Namun, ada orang yang menjadikan ayat-ayat yang didengar dan Sunnah Rasulullah shallallahu ‘alaihi wa sallam yang dibacakan bagaikan siraman kesejukan atas kegersangan hidupnya. Dia bisa mengambil manfaat untuk keselamatan diri dan menjadikannya sebagai tameng dari murka Allah subhanahu wa ta’ala. Di sinilah terlihat betapa mahalnya hidayah dan Mahabijaksana Allah subhanahu wa ta’ala di dalam ketentuan-Nya.
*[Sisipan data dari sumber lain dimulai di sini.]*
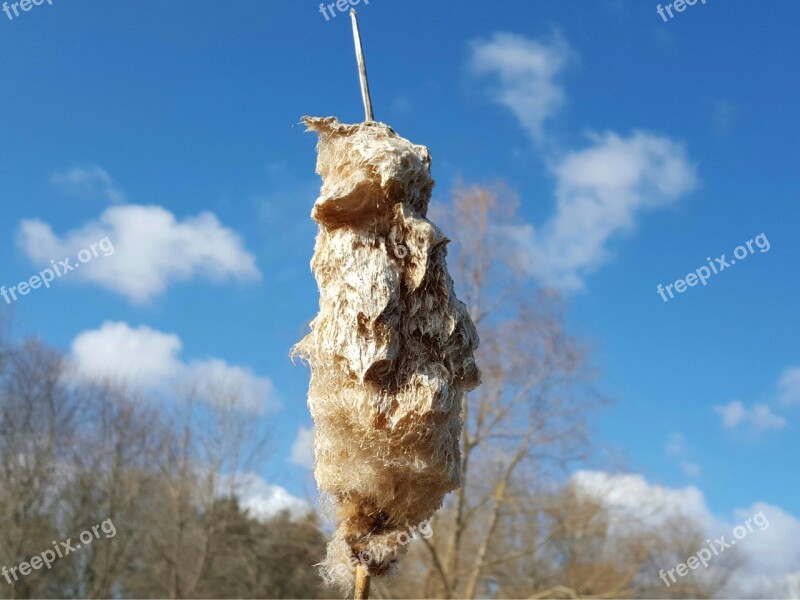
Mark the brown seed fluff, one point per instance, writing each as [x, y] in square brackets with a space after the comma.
[391, 351]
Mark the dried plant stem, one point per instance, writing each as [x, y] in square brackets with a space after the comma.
[362, 68]
[362, 583]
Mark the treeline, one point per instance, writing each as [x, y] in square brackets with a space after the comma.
[73, 457]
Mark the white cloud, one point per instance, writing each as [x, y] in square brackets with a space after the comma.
[265, 501]
[525, 73]
[632, 500]
[147, 359]
[600, 191]
[90, 180]
[152, 249]
[760, 417]
[303, 448]
[772, 552]
[789, 386]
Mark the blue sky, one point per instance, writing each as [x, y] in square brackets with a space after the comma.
[173, 128]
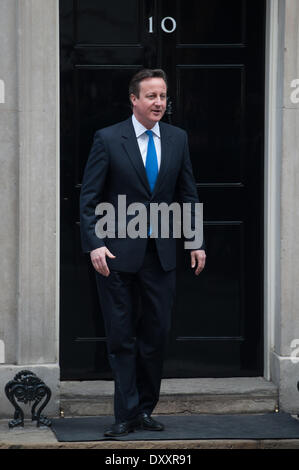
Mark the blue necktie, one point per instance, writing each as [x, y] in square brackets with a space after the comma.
[151, 162]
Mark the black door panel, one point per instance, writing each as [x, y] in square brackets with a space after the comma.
[213, 53]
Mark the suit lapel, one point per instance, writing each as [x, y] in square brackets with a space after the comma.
[166, 151]
[130, 144]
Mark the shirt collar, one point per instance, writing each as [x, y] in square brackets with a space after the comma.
[140, 129]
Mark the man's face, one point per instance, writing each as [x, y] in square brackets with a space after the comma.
[150, 106]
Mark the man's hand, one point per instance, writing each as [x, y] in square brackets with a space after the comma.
[199, 257]
[98, 259]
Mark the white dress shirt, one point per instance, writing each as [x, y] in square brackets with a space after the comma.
[142, 139]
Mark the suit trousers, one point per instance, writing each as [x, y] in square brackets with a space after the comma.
[136, 337]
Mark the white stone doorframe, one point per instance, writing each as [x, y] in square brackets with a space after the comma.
[281, 291]
[38, 98]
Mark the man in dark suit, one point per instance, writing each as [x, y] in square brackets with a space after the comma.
[148, 162]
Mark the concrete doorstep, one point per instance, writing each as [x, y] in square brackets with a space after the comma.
[178, 396]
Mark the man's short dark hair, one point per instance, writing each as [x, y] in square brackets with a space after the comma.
[134, 86]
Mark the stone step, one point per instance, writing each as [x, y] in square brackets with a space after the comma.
[178, 396]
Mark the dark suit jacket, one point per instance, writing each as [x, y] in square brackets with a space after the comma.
[115, 167]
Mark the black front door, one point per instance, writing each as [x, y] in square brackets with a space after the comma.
[213, 53]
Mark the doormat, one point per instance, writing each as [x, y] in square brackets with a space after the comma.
[205, 426]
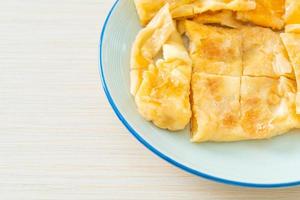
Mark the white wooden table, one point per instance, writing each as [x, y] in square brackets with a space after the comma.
[59, 139]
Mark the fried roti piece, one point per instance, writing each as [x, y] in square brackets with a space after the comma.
[267, 106]
[147, 45]
[292, 44]
[147, 9]
[264, 53]
[225, 18]
[216, 108]
[292, 12]
[229, 108]
[268, 13]
[163, 96]
[214, 50]
[292, 28]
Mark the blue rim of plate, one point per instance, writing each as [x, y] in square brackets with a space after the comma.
[157, 152]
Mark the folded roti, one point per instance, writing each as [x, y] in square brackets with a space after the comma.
[292, 12]
[268, 13]
[147, 9]
[264, 53]
[147, 44]
[214, 50]
[292, 44]
[229, 108]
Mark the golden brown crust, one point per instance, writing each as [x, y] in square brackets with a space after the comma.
[264, 54]
[268, 13]
[214, 50]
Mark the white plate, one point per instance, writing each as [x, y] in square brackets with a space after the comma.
[266, 163]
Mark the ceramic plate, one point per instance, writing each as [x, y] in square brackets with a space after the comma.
[266, 163]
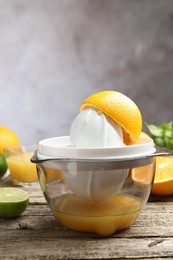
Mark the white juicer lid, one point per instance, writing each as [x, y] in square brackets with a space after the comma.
[59, 147]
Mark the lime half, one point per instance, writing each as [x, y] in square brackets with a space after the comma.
[13, 202]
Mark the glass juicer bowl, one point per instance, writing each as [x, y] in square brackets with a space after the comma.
[94, 189]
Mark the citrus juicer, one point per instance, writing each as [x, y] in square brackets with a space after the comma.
[102, 172]
[92, 180]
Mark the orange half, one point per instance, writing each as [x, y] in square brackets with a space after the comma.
[163, 181]
[120, 109]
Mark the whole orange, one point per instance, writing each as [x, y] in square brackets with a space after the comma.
[7, 138]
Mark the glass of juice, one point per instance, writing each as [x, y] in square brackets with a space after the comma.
[22, 171]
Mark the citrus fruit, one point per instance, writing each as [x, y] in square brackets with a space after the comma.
[3, 166]
[120, 109]
[143, 175]
[13, 202]
[7, 138]
[144, 135]
[163, 180]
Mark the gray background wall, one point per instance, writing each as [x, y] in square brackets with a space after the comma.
[55, 53]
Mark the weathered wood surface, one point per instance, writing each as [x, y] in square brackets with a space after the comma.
[37, 235]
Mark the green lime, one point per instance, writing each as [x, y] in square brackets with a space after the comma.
[13, 202]
[3, 166]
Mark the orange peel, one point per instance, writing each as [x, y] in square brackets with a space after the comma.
[120, 109]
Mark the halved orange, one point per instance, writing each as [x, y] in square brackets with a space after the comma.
[143, 175]
[120, 109]
[163, 181]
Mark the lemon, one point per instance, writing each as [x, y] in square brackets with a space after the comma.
[7, 138]
[13, 202]
[3, 166]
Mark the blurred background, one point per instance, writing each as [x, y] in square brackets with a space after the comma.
[55, 53]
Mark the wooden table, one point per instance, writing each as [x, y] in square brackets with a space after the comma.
[37, 235]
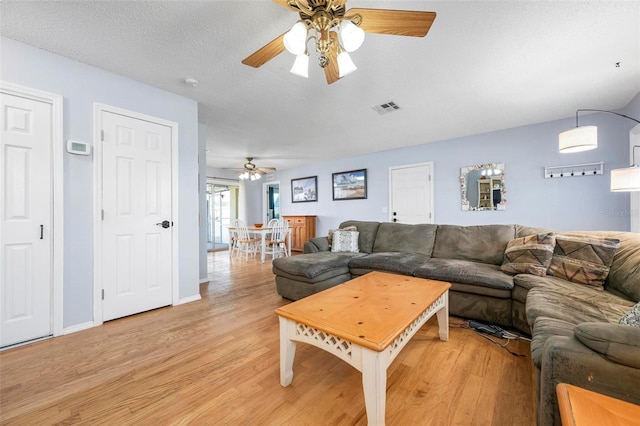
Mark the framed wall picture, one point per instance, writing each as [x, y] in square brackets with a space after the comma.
[351, 185]
[304, 189]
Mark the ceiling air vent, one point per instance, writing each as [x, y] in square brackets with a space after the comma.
[386, 108]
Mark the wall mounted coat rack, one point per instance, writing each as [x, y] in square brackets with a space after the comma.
[587, 169]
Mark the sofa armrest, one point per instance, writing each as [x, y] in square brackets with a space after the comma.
[616, 342]
[566, 360]
[317, 244]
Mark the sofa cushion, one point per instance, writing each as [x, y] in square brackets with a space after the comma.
[543, 328]
[583, 259]
[394, 262]
[632, 318]
[345, 241]
[313, 266]
[405, 238]
[367, 230]
[332, 231]
[524, 230]
[522, 283]
[624, 274]
[465, 272]
[529, 255]
[575, 304]
[616, 342]
[483, 243]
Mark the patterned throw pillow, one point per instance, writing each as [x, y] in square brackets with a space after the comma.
[583, 260]
[529, 255]
[345, 241]
[346, 228]
[632, 317]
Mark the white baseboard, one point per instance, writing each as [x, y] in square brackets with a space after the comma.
[189, 299]
[78, 327]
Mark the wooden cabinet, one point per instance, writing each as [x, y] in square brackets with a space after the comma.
[302, 228]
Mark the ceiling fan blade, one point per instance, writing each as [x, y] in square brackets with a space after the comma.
[265, 53]
[285, 4]
[331, 71]
[394, 22]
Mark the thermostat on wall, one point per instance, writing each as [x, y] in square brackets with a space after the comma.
[80, 148]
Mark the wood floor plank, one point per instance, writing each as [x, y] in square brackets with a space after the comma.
[216, 361]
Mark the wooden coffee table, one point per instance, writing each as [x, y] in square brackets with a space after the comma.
[582, 407]
[365, 322]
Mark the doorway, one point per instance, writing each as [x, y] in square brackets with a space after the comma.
[135, 244]
[634, 216]
[31, 219]
[222, 208]
[271, 201]
[411, 193]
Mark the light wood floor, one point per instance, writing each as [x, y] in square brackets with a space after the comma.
[216, 362]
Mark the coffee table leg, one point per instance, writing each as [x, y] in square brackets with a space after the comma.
[443, 318]
[374, 383]
[287, 351]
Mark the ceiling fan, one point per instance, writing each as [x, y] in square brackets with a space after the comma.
[337, 32]
[252, 172]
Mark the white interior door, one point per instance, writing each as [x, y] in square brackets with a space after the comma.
[25, 219]
[136, 227]
[411, 193]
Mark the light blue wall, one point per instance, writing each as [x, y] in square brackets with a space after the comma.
[81, 85]
[578, 203]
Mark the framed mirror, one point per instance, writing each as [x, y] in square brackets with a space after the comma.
[482, 187]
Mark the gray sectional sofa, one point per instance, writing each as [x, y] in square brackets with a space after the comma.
[575, 333]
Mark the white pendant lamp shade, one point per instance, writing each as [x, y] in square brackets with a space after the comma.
[301, 66]
[295, 40]
[627, 179]
[345, 64]
[352, 36]
[581, 138]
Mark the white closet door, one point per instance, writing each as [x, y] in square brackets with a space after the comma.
[25, 219]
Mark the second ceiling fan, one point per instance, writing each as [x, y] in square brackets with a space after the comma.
[337, 32]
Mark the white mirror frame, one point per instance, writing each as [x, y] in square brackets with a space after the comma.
[464, 171]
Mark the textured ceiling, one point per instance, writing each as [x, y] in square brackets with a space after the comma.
[484, 66]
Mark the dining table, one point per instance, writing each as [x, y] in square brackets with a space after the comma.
[262, 231]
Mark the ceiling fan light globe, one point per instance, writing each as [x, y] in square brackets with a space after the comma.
[301, 66]
[352, 36]
[345, 64]
[295, 40]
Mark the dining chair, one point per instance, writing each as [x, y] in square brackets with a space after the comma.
[276, 244]
[244, 243]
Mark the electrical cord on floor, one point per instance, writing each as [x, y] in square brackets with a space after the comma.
[485, 330]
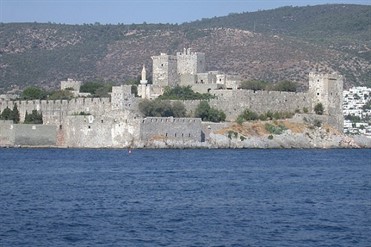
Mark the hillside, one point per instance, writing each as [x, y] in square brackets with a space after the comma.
[284, 43]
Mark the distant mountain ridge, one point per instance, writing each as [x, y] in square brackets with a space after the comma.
[273, 45]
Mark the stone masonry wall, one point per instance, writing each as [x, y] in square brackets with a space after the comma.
[54, 111]
[233, 102]
[28, 135]
[175, 129]
[111, 131]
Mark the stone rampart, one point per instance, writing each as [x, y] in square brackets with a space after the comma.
[233, 102]
[27, 135]
[55, 110]
[174, 129]
[110, 131]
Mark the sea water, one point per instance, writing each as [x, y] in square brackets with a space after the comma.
[72, 197]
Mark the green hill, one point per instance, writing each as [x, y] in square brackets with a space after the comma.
[280, 44]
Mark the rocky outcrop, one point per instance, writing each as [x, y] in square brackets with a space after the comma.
[295, 136]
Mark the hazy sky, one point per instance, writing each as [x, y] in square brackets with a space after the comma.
[138, 11]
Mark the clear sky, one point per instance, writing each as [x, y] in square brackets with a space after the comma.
[138, 11]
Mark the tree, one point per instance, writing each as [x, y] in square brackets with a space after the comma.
[255, 85]
[15, 114]
[207, 113]
[60, 95]
[161, 108]
[33, 118]
[6, 114]
[183, 93]
[179, 109]
[96, 88]
[318, 109]
[286, 86]
[32, 93]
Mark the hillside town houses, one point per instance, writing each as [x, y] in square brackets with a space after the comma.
[357, 111]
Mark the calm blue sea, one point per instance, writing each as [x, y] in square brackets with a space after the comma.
[72, 197]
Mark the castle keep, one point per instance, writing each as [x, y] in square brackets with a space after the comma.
[117, 121]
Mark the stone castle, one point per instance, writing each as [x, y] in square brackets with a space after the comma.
[117, 121]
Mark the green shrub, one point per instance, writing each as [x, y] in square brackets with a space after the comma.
[317, 123]
[161, 108]
[319, 109]
[207, 113]
[275, 129]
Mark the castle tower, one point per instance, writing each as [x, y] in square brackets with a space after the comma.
[190, 62]
[164, 70]
[328, 90]
[121, 97]
[143, 83]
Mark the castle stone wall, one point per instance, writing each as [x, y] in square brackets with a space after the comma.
[164, 70]
[233, 102]
[27, 135]
[191, 62]
[54, 111]
[112, 131]
[175, 129]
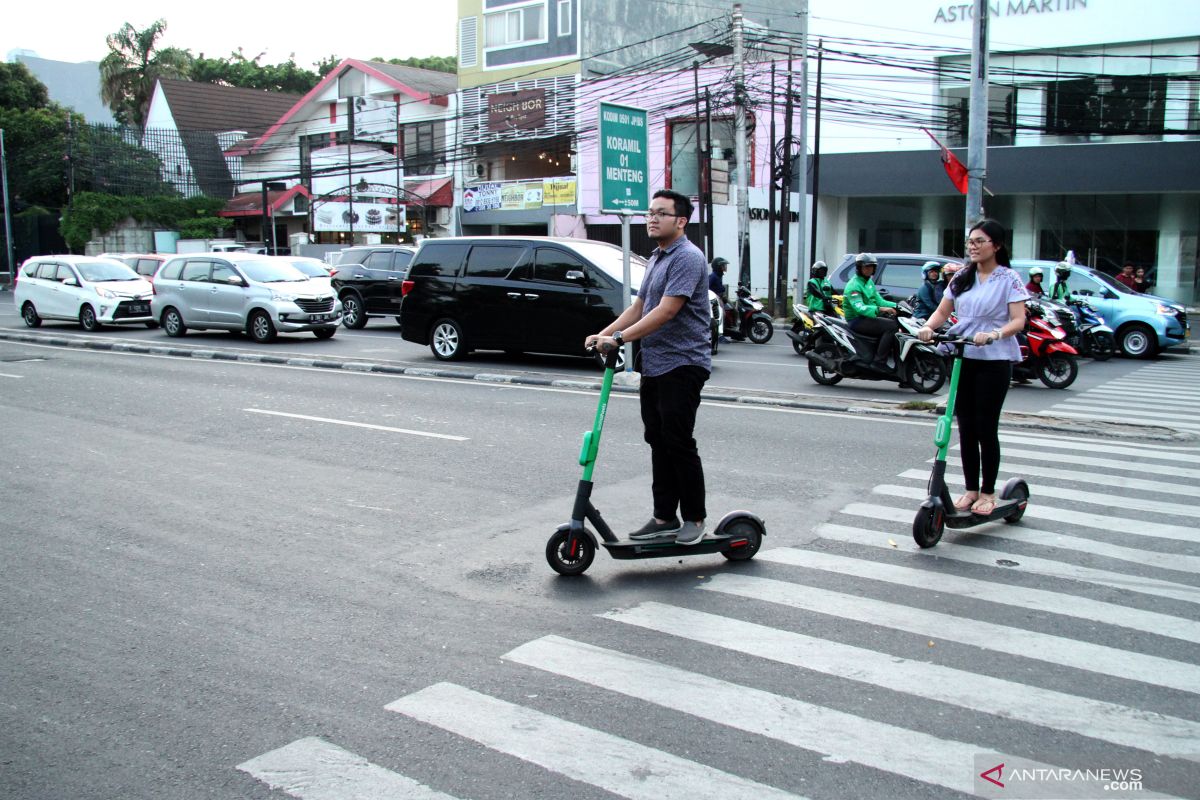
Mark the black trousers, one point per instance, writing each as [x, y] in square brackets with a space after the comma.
[982, 390]
[669, 415]
[883, 326]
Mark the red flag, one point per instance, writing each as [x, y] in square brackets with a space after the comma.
[954, 168]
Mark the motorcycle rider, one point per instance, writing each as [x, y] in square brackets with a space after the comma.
[819, 292]
[930, 292]
[867, 312]
[1060, 292]
[1035, 286]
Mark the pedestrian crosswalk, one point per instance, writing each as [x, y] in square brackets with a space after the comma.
[1071, 637]
[1161, 394]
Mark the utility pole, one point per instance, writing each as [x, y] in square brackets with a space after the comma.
[977, 116]
[7, 214]
[802, 269]
[739, 125]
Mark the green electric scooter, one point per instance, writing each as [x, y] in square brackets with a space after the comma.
[937, 512]
[573, 547]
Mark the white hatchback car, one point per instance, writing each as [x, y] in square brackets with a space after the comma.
[93, 292]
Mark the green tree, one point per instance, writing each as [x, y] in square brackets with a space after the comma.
[251, 73]
[132, 67]
[21, 89]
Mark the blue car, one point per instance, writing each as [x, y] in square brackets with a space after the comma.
[1141, 323]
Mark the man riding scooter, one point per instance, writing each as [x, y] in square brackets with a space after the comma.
[819, 292]
[867, 312]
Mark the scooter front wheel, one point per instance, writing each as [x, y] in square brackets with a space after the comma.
[928, 525]
[564, 561]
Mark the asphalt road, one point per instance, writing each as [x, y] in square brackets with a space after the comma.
[227, 577]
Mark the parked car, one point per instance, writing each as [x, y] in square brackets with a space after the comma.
[144, 264]
[898, 275]
[262, 295]
[367, 281]
[1141, 323]
[511, 293]
[93, 292]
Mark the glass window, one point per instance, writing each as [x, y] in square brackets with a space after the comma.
[222, 272]
[552, 264]
[196, 270]
[493, 260]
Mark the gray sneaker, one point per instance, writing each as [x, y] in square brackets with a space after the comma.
[690, 534]
[653, 529]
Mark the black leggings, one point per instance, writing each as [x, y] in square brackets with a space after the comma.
[982, 390]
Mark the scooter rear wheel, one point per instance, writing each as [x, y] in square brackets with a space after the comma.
[928, 527]
[565, 563]
[748, 529]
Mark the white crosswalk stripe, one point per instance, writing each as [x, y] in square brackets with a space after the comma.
[971, 597]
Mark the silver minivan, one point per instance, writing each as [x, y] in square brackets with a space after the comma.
[262, 295]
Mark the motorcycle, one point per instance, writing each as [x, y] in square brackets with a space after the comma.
[748, 320]
[835, 352]
[803, 325]
[1045, 353]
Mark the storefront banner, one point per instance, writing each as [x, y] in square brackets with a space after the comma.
[361, 217]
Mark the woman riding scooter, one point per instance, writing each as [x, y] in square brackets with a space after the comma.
[867, 312]
[930, 292]
[819, 292]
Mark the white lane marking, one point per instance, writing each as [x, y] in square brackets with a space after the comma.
[1101, 522]
[987, 557]
[1042, 707]
[1092, 498]
[357, 425]
[313, 769]
[1005, 594]
[1098, 479]
[833, 734]
[988, 636]
[618, 765]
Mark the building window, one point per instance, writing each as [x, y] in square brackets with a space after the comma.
[1107, 106]
[423, 146]
[564, 17]
[516, 26]
[468, 41]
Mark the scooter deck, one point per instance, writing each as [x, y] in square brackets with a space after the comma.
[666, 546]
[959, 519]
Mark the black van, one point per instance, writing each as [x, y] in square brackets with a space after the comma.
[519, 294]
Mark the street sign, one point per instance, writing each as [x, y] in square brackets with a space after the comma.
[624, 164]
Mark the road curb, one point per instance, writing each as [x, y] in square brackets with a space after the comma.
[1013, 420]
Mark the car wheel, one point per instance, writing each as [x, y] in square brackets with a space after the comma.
[353, 313]
[173, 323]
[261, 328]
[30, 316]
[1139, 342]
[447, 341]
[88, 318]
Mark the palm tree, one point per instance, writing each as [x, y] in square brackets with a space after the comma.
[132, 67]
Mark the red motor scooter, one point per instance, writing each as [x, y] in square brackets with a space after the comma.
[1045, 353]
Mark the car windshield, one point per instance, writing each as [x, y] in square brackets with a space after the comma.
[610, 260]
[271, 272]
[312, 269]
[99, 271]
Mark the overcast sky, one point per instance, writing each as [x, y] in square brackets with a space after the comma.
[73, 30]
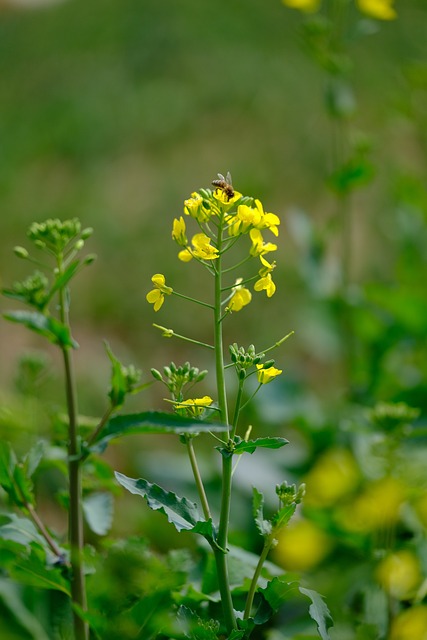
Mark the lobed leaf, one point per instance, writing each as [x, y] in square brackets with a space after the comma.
[319, 612]
[249, 446]
[180, 512]
[46, 326]
[263, 526]
[153, 422]
[98, 512]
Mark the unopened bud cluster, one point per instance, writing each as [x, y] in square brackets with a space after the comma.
[290, 494]
[176, 378]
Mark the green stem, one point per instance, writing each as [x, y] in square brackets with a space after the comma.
[75, 527]
[222, 539]
[198, 478]
[227, 460]
[237, 408]
[254, 583]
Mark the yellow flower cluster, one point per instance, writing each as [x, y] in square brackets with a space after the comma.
[378, 9]
[223, 215]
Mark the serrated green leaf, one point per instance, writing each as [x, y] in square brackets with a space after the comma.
[20, 530]
[263, 526]
[24, 485]
[98, 511]
[180, 512]
[45, 326]
[118, 389]
[319, 612]
[11, 598]
[277, 592]
[249, 446]
[33, 458]
[63, 279]
[32, 571]
[7, 465]
[194, 627]
[153, 422]
[282, 517]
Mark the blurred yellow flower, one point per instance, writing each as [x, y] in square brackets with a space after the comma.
[267, 375]
[178, 232]
[334, 476]
[260, 247]
[303, 5]
[379, 9]
[377, 507]
[301, 546]
[157, 295]
[410, 624]
[240, 298]
[201, 249]
[399, 574]
[268, 220]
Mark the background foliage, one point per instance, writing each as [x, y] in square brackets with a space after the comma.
[115, 112]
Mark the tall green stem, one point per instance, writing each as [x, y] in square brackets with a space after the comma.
[227, 461]
[75, 528]
[254, 583]
[197, 478]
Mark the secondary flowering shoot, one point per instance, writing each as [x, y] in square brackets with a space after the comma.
[267, 374]
[156, 296]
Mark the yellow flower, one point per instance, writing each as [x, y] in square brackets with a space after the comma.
[267, 220]
[267, 375]
[157, 295]
[399, 574]
[333, 477]
[195, 406]
[260, 247]
[178, 232]
[411, 624]
[194, 207]
[303, 5]
[240, 298]
[377, 507]
[301, 546]
[379, 9]
[266, 283]
[245, 218]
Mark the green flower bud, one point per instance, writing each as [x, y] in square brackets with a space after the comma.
[157, 375]
[20, 252]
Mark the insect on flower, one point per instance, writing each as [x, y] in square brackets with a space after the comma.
[225, 184]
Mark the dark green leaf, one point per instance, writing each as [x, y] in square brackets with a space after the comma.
[20, 530]
[45, 326]
[267, 443]
[263, 526]
[32, 570]
[7, 466]
[64, 278]
[180, 512]
[277, 592]
[153, 422]
[195, 628]
[319, 612]
[98, 511]
[282, 517]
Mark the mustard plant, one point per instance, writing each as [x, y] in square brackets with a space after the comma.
[39, 557]
[231, 238]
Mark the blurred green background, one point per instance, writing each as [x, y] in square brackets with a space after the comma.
[115, 111]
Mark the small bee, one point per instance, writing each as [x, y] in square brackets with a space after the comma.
[225, 184]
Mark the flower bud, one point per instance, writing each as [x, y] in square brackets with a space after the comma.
[20, 252]
[157, 375]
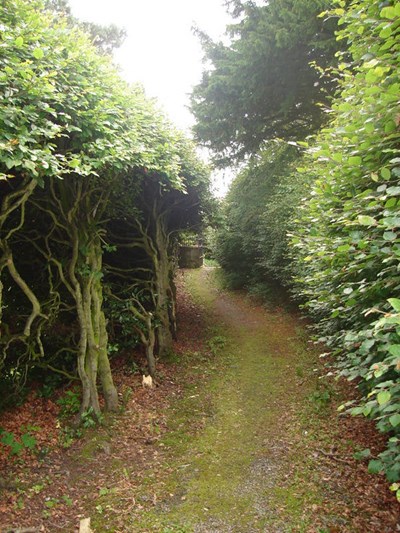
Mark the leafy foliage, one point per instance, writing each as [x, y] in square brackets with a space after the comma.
[346, 240]
[252, 245]
[262, 84]
[96, 147]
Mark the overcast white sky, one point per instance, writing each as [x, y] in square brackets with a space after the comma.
[161, 51]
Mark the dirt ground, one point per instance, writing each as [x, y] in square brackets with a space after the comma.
[241, 435]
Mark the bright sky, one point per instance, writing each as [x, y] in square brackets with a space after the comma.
[161, 51]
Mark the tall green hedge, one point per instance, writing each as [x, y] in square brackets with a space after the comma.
[347, 238]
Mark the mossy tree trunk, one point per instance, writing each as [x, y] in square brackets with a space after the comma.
[76, 212]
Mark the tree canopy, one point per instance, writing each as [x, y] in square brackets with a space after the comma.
[262, 85]
[80, 151]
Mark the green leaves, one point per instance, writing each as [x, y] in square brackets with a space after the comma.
[346, 236]
[38, 53]
[366, 220]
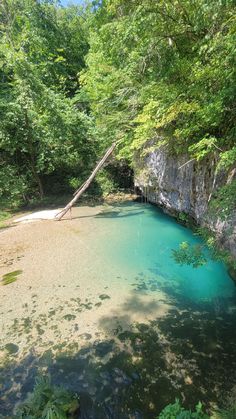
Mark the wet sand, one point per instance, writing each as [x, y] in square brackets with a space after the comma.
[64, 293]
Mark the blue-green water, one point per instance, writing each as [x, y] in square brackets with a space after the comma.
[187, 351]
[140, 240]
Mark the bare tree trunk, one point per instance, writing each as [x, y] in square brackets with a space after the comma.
[79, 192]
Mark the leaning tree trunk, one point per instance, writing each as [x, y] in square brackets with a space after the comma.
[79, 192]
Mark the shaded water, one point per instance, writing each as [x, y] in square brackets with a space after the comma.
[140, 242]
[170, 330]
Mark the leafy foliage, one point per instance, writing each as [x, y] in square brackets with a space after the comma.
[164, 69]
[224, 202]
[176, 411]
[189, 255]
[42, 129]
[49, 402]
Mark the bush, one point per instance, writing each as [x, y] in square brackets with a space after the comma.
[49, 402]
[176, 411]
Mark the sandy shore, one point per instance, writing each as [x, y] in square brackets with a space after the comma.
[67, 290]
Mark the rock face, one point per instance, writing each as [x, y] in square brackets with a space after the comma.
[181, 188]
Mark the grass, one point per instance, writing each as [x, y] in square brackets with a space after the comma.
[11, 277]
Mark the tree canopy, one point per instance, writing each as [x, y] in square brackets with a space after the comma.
[73, 80]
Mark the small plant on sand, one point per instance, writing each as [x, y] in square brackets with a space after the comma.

Oleh karena itu manusia di hadapan wahyu tidak terlepas dari dua keadaan yang telah disebutkan oleh Rasulullah shallallahu ‘alaihi wa sallam di dalam sabda beliau,

وَالْقُرْآنُ حُجَّةٌ لَكَ أَوْ عَلَيْكَ

“Dan al-Qur’an akan menjadi hujah bagimu atau menjadi penggugat atas dirimu.” (HR. Muslim dari Abu Malik al-Harits bin ‘Ashim al-Asy’ari radhiallahu ‘anhu)

 

Tiga Penyeru Pada Diri Setiap Insan

Bila setiap orang sadar dan introspeksi, ia akan menemukan ada penyeru di dalam dirinya yang akan mengajak kepada ridha Allah subhanahu wa ta’ala ataupun kepada murka Allah subhanahu wa ta’ala. Oleh karena itu, setiap jiwa jangan sekali-kali suka mengambinghitamkan orang lain dan hendaklah dia mengarahkan cercaan itu kepada diri sendiri. Ada tiga penyeru yang masing-masing memiliki kekuatan besar pada diri setiap orang dan ketiga kekuatan akan saling menjatuhkan satu sama lain bila salah satunya mendapatkan peluang dan kesempatan yang lebih banyak.

Tiga-3

Al-Imam Ibnul Qayyim rahimahullah berkata, “Sesungguhnya pada setiap jiwa ada tiga seruan dan pendorong yang saling menarik. Satu seruan mengajak dirinya untuk berhias dengan sifat-sifat setan seperti sifat sombong, hasad, cinta ketinggian, zalim, berbuat jahat, suka mengganggu, suka kerusakan dan penipuan. Penyeru yang mengajak untuk berakhlak seperti binatang itulah seruan syahwat. Dan seruan yang mengajak kepada akhlak para Malaikat seperti ihsan, suka menasihati, menganjurkan kepada kebajikan, ilmu dan ketaatan. Penyeru ketiga adalah kurang atau tidak adanya muru’ah (harga diri).” (Madarijus Salikin, 2/351—352)

 

Senang Kedudukan dan Berbuat Zalim Adalah Akhlak Setan

Rasulullah shallallahu ‘alaihi wa sallam mengungkap satu sifat yang tersembunyi pada diri anak Adam di mana sifat ini sangat berbahaya yaitu sifat tamak dan rakus. Diriwayatkan dari Ibnu ‘Abbas radhiallahu ‘anhuma bahwa Rasulullah shallallahu ‘alaihi wa sallam bersabda,

“Jika anak Adam memiliki satu lembah emas, dia akan mencari agar menjadi dua lembah; dan tidak ada yang akan menutup mulutnya melainkan tanah. Dan Allah menerima taubat orang yang bertaubat.” (HR. al-Bukhari dan Muslim no. 1049)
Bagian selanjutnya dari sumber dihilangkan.